Acórdão nº 08/19.2BCPRT de Supremo Tribunal Administrativo (Portugal), 19 de Abril de 2023

Magistrado ResponsávelADRIANO CUNHA
Data da Resolução19 de Abril de 2023
EmissorSupremo Tribunal Administrativo (Portugal)

Acordam em conferência na Secção de Contencioso Administrativo do Supremo Tribunal Administrativo: I – RELATÓRIO 1. AA, Autor na presente ação administrativa impugnatória, de ato punitivo disciplinar, que propôs contra o Réu “EXÉRCITO PORTUGUÊS”, peticionou, na sua p.i., «i) Ser declarada a nulidade do procedimento disciplinar (referente ao processo disciplinar nº …); e, subsidiariamente, ii) Ser anulado o ato punitivo (ato que o condenou na pena disciplinar de dois dias de proibição de saída — alínea c) do nº 1 do artigo 30º e artigo 33º, ambos do RDM aprovado pela Lei Orgânica nº 2/2009, de 22 de julho); iii) Ser o Réu condenado a retirar do registo biográfico qualquer referência disciplinar e à pena aplicada, relativamente ao Autor; “ou” iv) Ser o Réu “condenado a pronunciar-se sobre o recurso hierárquico apresentado pelo Autor, nos moldes supra alegados”».

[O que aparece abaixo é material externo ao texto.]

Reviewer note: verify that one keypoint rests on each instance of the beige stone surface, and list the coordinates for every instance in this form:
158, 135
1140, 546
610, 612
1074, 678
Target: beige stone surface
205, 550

  1. O Tribunal Central Administrativo Norte (TCAN), por Acórdão de 27/5/2022 (cfr. fls. 219 e segs. SITAF), decidindo em 1ª instância – nos termos do art. 6º da Lei nº 34/2007, de 13/8 - julgou: «a) Procedente a exceção da inimpugnabilidade do ato, de 04-02-2019, do Comandante da Unidade de Apoio do Comando do Pessoal do Exército Português, que aplicou ao Autor a pena disciplinar de dois dias de proibição de saída, e, consequentemente, absolvem o Exército Português da instância atinente aos identificados três primeiros pedidos, nos termos do artigo 89º, nºs 2 e 4, alínea i), do CPTA, e b) Improcedente a ação quanto ao pedido de condenação do Réu “a pronunciar-se sobre o recurso hierárquico apresentado pelo Autor, nos molde supra alegados”, e do mesmo vai o Réu absolvido».

  2. O Autor, inconformado com este julgamento do TCAN, dele vem interpor o presente recurso de apelação para este STA, concluindo do seguinte modo as suas alegações (cfr. fls. 244 e segs. SITAF): «1ª - O recorrente veio pedir que a presente Ação fosse julgada procedente por provada e por via dela fosse: “- declarada a nulidade do procedimento disciplinar.

    Caso assim não se entendesse, - fosse anulado o ato punitivo; - fosse o ora Recorrido condenado a retirar do registo biográfico qualquer referência disciplinar à pena aplicada, relativamente ao Recorrente, ou ser o Recorrido condenado a pronunciar-se sobre o mérito do recurso hierárquico apresentado pelo recorrente”.

    1. - O douto Tribunal a quo julgou procedente a exceção da inimpugnabilidade do ato, de 04-02- 2019, do Comandante da Unidade de Apoio do Comando do Pessoal do Exército Português, que aplicou ao Autor a pena disciplinar de dois dias de proibição de saída, e, consequentemente, absolveu o Exército Português da instância atinente aos identificados três primeiros pedidos, nos termos do artigo 89º, nºs 2 e 4, alínea i), do CPTA”, E julgou improcedente a ação quanto ao pedido de condenação do Réu “a pronunciar-se sobre o recurso hierárquico apresentado pelo Autor, nos molde supra alegados”, e do mesmo vai o Réu absolvido”.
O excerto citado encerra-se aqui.